有明(熊本)が東日本国際大昌平(福島)を終盤の逆転劇で下し、初出場の熊本県勢では63年ぶりのベスト8を決めた。
相棒のアクシデントを救った。緊急先発となったエース斉藤遼汰郎投手(3年)が9回109球5安打7奪三振1失点で完投勝利。「ベスト8かけた戦いで相手もレベルが高いところで1点で抑えられたっていう自信はつきました」と振り返った。
先発予定だった“斉藤工”コンビの工修哉投手(3年)がオーダー表提出後の試合前練習にて左手を負傷し、登板が難しくなった。アップも終え、バッティング練習中という試合直前での先発告知だったが、そこまで驚きや緊張はなかった。斉藤はむしろ「自分も先発したかったんでできてうれしい。完投できる能力は自分でも持っていると思うんで、大丈夫かな」と昨秋九州大会以来となる久しぶりの先発にわくわくした。
工から「ごめん、任せたよ」と送り出されマウンドへ。初回、先頭に二塁打を浴びて1失点。2回も暴投などで三塁まで進められるも無失点で抑えると、3回からはテンポ良く投げ込んだ。
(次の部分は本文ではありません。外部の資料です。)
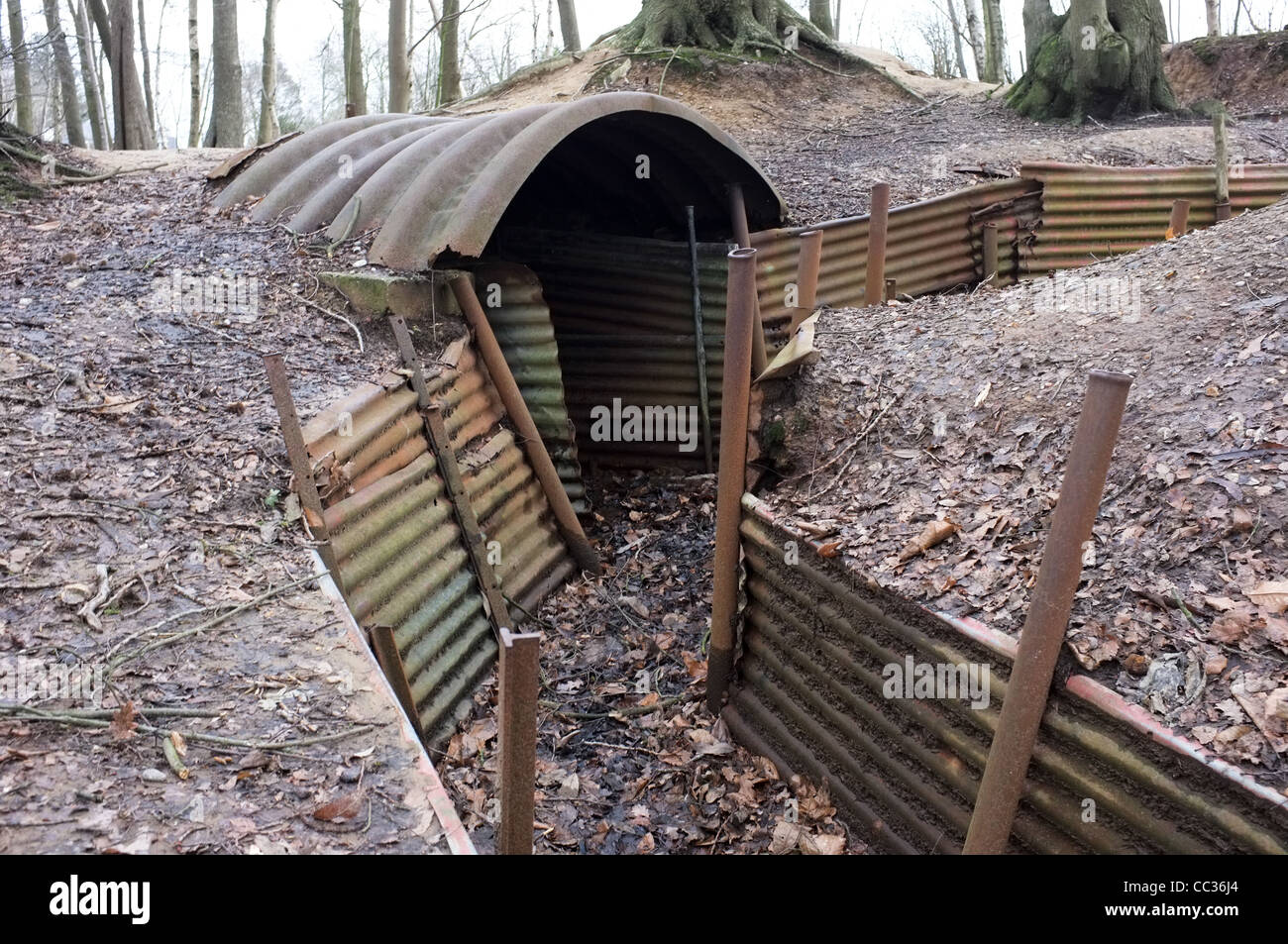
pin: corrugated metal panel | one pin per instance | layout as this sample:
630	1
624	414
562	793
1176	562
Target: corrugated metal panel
527	336
400	557
443	184
931	246
622	312
811	695
1090	213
0を積み重ねながら打線の援護を待っていると0-1の終盤8回、ついにこの日も「泥んこムツゴロウ打線」が反撃。一挙4点で逆転してもらうと斉藤は「点数取った回は必ずピンチが来ると思ってるんで、ピンチを与えずに0で抑えよう」とその裏を三者凡退で抑え、最終回も3人斬りで試合を決めた。この日の調子は10点満点で「7か8点。中盤後半にかけて徐々に良くなってきて、変化球も真っすぐもストライク入りだしたのが良かった。まっすぐの伸びが全国レベルでもまっすぐで押せてるなって思います」と大舞台で大観衆の中、自身の満足いく投球を披露した。
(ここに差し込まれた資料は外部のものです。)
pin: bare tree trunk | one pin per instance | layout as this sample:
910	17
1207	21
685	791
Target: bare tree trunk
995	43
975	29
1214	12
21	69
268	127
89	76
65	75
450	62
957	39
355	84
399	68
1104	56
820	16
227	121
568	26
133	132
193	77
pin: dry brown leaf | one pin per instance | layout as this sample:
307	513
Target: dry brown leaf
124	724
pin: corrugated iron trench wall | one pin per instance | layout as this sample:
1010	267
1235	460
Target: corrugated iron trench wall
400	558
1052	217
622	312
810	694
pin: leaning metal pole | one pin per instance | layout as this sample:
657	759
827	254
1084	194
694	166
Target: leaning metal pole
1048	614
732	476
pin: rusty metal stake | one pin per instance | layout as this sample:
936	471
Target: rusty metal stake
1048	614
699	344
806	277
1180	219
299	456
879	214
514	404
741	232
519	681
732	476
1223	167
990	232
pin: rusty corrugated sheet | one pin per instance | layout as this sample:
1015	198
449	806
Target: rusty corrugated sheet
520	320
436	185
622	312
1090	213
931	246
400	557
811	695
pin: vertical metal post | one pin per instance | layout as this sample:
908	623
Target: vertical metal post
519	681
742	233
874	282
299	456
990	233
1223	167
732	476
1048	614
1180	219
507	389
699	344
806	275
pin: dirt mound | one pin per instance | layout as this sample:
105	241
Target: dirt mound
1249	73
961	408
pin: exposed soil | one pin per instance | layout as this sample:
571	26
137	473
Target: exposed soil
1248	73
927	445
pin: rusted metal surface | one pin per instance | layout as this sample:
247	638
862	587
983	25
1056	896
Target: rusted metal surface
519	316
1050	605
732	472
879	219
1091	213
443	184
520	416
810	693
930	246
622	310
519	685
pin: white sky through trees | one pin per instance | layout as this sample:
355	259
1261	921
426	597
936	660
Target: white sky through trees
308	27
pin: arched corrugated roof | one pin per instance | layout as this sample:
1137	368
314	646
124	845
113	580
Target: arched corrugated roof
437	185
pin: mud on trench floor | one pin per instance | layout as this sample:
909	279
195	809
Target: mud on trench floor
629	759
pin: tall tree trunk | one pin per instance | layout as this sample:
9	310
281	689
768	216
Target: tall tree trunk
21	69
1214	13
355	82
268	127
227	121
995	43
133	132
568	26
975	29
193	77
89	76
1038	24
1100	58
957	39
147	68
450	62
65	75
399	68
この試合の終了間際にも熊本で震度3の地震が発生し、7月28日の熊本地震から約20日間経ったいまでも不安な生活が続く熊本県民。「元気を今日も与えられたかなって。次の試合も厳しい戦いになると思うんですけど、そこで粘り強くまた元気与えられるように」。目標にしていたベスト8を達成したが「最終的な目標は優勝なんで、次の試合も勝てるように頑張ります」と被災地へ勇気を届け続けるべくまだまだ戦い抜く。